- Location: South Australia, Cambrai
- Nearest city: Cambrai
- Coordinates: 34°38′41″S 139°22′15″E﻿ / ﻿34.6448°S 139.3709°E
- Area: 94 ha (230 acres)
- Established: 11 March 1976
- Visitors: "few visitors" (in 1994)
- Governing body: Department for Environment and Water
- Website: Official website

= Marne Valley Conservation Park =

Park in South Australia

Marne Valley Conservation Park is a protected area in the Australian state of South Australia located in the locality of Cambrai about 77 km north-west of the state capital of Adelaide and about 30 km west of the municipal seat of Mannum.

The conservation park consists of land in section 4 of the cadastral unit of the Hundred of Angas. It is bounded by Laucke Road in the north and in part by Black Hill Road in the south. The Marne River passes through the conservation park. It was proclaimed under the National Parks and Wildlife Act 1972 on 11 March 1976. As of 2019, it covered an area of 94 ha.

In 1980, the conservation park was described as follows:
This park preserves a fine stand of Eucalyptus camaldulensis open forest in seasonal swamps of the Marne River Valley .

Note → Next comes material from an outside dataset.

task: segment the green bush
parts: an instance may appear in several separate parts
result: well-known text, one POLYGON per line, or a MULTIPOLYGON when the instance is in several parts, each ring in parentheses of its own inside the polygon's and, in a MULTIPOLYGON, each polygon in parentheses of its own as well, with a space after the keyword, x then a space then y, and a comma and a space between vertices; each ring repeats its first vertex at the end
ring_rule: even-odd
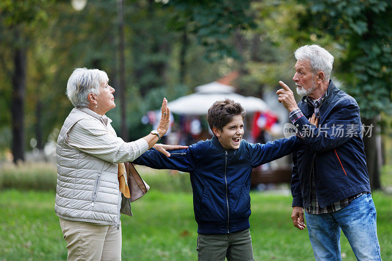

Marne Valley Conservation Park preserves a section of the Marne River bed containing two seasonal swamps and adjoining areas of higher ground. The river bed and swamp areas contain a fine example of an E. camaldulensis open forest over a closed grassland understorey. Areas of dense young E. camaldulensis growth are occurring along the edges of one swamp. Higher ground has a low woodland of E. largiflorens regrowth with Myoporum platycarpum over an understorey of grasses and low shrubs.

The E. largiflorens low woodland shows evidence of having been felled in the past. The understorey throughout the park has been much modified and is dominated by introduced weeds.

The conservation park is classified as an IUCN Category III protected area. In 1980, it was listed on the now-defunct Register of the National Estate.